それに反応を返さないことにして、焼酎を注ぐと同時に自然と視線を外したけど。
「相変わらず、水瀬はモテるね」
それをあなたが言いますか、相川さん。
「いいんですか、平野さんほっといて」
「ん?彼女、水瀬と知り合いっぽいから。
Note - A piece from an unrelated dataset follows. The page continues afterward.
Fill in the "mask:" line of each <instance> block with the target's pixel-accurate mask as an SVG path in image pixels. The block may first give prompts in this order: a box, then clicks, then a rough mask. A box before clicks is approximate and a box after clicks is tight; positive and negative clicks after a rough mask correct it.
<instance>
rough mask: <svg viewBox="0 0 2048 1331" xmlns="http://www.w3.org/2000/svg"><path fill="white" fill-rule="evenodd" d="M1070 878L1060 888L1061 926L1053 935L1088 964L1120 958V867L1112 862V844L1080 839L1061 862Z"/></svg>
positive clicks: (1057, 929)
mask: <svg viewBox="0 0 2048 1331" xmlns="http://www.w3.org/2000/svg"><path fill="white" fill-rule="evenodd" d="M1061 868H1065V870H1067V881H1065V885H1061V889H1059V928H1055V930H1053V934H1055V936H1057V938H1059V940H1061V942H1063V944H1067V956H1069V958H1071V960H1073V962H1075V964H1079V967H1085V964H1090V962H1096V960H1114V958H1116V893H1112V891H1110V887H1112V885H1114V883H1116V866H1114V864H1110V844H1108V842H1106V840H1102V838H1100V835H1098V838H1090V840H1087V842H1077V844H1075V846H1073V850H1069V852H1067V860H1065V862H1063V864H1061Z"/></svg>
ほら」
指差す先を見れば、僅かに潜まった喧騒の中、対称的な表情を浮かべる二人がいた。
困惑の水瀬と喜色満面の平野さん。
けれども、抱きつく平野さんを引き剥がさないところからして、結構仲がいいんだろう。
水瀬はいつもなら、同僚や後輩相手には 然り気無く、相手に不信感や嫌な思いをさせないように振り払うから。
「……元カノ、とか」
意味深に、どこか愉しそうに笑みを含んでぽつりと呟いた、相川さんの声を拾った肉食系女性陣が、飛びついてきた。
「やっぱり、そういう関係なのかしらね」
「えーでも、水瀬さん好きな人いるって言ってましたよー?」
「もしかしたらそれが平野さんなのかもね」
「別れたけど忘れられないってやつですか!」
「水瀬さんそういうタイプに見えないけどなあ」
「甘いわね、ああいう男の方が実は素が甘えただったりするんだから」
「先輩もそういう人と付き合ったことあるんですかー?」
「そんなこともあったわねぇ」
「……」
そのマシンガントークに、なぜか混ざった相川さんにため息をはき、徳利をあおった。